Originating in the automotive industry in the 1950s and honed across a globalizing supply chain, just-in-time manufacturing aims to precisely calibrate assembly lines and shipments while minimizing stockpiles that weigh on efficiency. Rather than spending time and money to warehouse parts, producers receive goods as needed.
“Fifty years ago you would buy six months’ worth of material and run it out. Now you call your supplier saying you need it for Tuesday and it shows up on Monday night. We went from just in case to just in time,” said Dennis Darby, CEO of the Canadian Manufacturers and Exporters trade group.
“It’s a very efficient supply chain, but it’s really not very resilient.”

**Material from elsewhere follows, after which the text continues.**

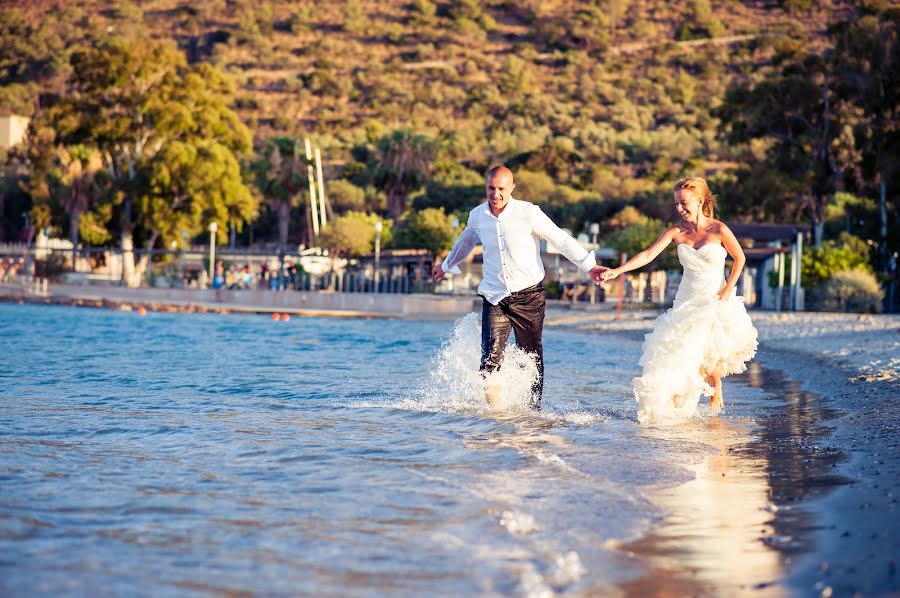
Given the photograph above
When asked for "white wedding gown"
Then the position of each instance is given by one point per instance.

Manufacturing amounts to more than 10 per cent of Canada’s gross domestic product and $354 billion in annual exports — 68 per cent of all exported merchandise — according to the federal Industry Department. That means a wrench in the gears has major repercussions.
The pandemic-driven shortage of semiconductor chips has hurt vehicle producers particularly hard, along with makers of items from smartphones to fridges.
Canada’s auto industry felt the pinch more than most, as producers tended to funnel what semiconductors they had to their bigger, pricier models rather than compact ones such as the Honda Civic or Chevy Equinox, Darby said. “And Canada tends to produce more economical models.”
On top of driving up the price for consumers, the dearth of semiconductors will likely cost the global auto sector US$210 billion in revenue, according to consulting firm AlixPartners. Some 7.7 million vehicles will not be made in 2021, it forecasted in September.
The situation has pushed manufacturers to consider baking in early warning systems for shortages along with more transparency and communication between players, said Brian Kingston, who heads the Canadian Vehicle Manufacturers’ Association.
Reshoring is already in motion. U.S. President Joe Biden’s $US2-trillion infrastructure plan includes US$300 billion to bolster the American manufacturing sector, setting aside US$50 billion for semiconductor production and research.
Ottawa’s strategic investment fund, including $5 billion over seven years for the “net zero accelerator” laid out in the April budget, aims to boost research and development across sectors, such as the green economy and the fledgling biomanufacturing field.
Reshoring production could be appealing — particularly for industries such as vehicle manufacturing that rely on automation — if plants can be built on cheap land at home, said Anming Zhang, a business professor specializing in transport at the University of British Columbia.